Luci e ombre del sistema creditizio
Non c’è differenza oggettiva tra il banking dei cavalieri templari – che finanziavano
anche le Crociate – e le successive «compagnie delle Indie» britanniche o olandesi
che investivano sulle scoperte geografiche.
Né c’è distanza tecnica astratta fra l’usura e il credito a pegno. Ma è diametralmente opposto – nel secondo caso – l’approccio di chi ha come interesse esclusivo
la massimizzazione del suo profitto finanziario a spese di chi è in situazione di debolezza rispetto alla gestione «sussidiaria» dei rischio finanziario da parte di istituzioni «collettive» o «cooperative»: più «civili» che «pubbliche», anche quando lo
Stato interviene (come nello sviluppo delle Casse di risparmio della casta area
«asburgica», fra il Settecento e l’Ottocento).
In parallelo: sono ben diverse la governance e la strategia di una compagnia finanziaria privata anglosassone da quelle di una Cassa di risparmio.

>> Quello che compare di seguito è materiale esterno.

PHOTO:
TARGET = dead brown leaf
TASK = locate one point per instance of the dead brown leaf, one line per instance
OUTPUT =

Nel primo caso, alla
base, c’è l’interesse dell’individuo, temporaneamente associato ad altri interessi
singoli: l’obiettivo «hobbesiano» è – nei fatti – tutelare i singoli associati nei confronti di tutti gli altri, frenare e bilanciare gli animal spirits dell’economia di mercato.
La struttura tripartita della Compagnia olandese delle Indie orientali (1605) è considerata l’archetipo sia della moderna società per azioni, sia della futura democrazia parlamentare, prima che Montesquieu teorizzasse la divisione dei poteri
istituzionali: è necessario fissare i limiti della sovranità dei «proprietari, investitori,
finanziatori» (elettori ed eletti) ma stabilire anche le responsabilità dei «gestori»

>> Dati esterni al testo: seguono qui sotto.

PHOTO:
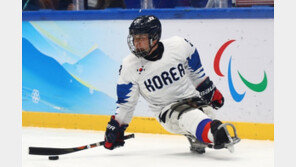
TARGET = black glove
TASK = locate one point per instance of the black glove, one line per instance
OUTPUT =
(210, 93)
(114, 134)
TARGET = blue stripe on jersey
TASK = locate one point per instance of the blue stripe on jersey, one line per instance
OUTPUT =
(200, 128)
(122, 91)
(200, 71)
(202, 76)
(194, 63)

(governanti) e, per questo, occorre introdurre in permanenza un «collegio sindacale» indipendente (magistrati) che dirima le questioni e controlli gli altri soggetti.

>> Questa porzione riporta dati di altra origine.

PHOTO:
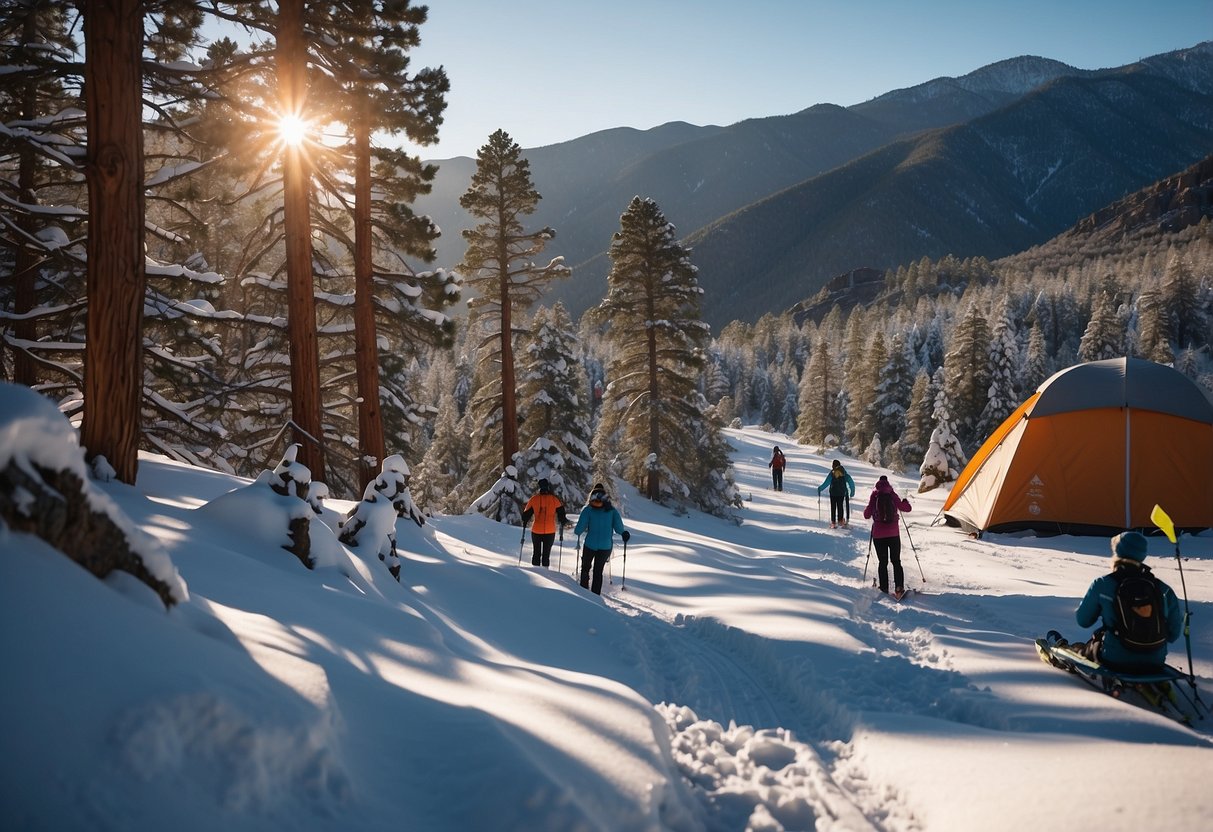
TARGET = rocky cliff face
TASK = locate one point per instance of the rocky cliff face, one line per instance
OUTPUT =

Diverso è l’orizzonte di un sistema creditizio in cui l’interesse di base è collettivo e
la struttura creata per gestirlo è radicata nei poteri pubblici e nella società economica: la Caixa di Barcellona è un esempio tuttora vivente di gruppo bancario di
fatto inalveato in una grande comunità come la Catalogna.
Non diversamente la Cassa di risparmio delle Province Lombarde nasce nel 1816 su
promozione di un gruppo di nobili del Lombardo-Veneto che raccolgono «fondi di
pubblica beneficienza» con un fine duplice: alleviare una congiuntura economica
particolarmente difficile e sostenere «il lavoro» della popolazione.
Nella struttura amministrativa della Cassa (che comincia a sviluppare il credito all’industria e alla casa come ente non profit) resta prevalente il fine di rafforzamento patrimoniale e di distribuzione di parte degli attivi annuali in iniziative di
pubblica utilità.
L’esperienza della Cariplo (e di altre Casse di risparmio italiane) è sopravvissuta
nell’ultimo ventennio nelle Fondazioni da cui le aziende bancarie sono state scorporate ma non del tutto. E la relativa miglior tenuta delle banche italiane durante
la recente crisi bancaria è certamente in parte attribuibile al ruolo di presidio da
parte di investitori stabili a moderna vocazione sussidiaria.
Non diversamente, giganti del credito cooperativo come il francese Credit Agricole
o l’olandese Rabobank sono capofila in Europa di un modello cooperativo nel quale
la «creazione di valore per il socio-cliente» continua a misurarsi con un modello di
attività bancaria con il pensiero unico della «creazione di valore per l’azionista».
La crisi economico-finanziaria e le sue ripercussioni, sempre più epocali anche in
termini politico-sociali, sembra essere lo scenario di una riaffermazione di uno dei
più importanti «segni di contraddizione» della cultura cristiana nel mondo.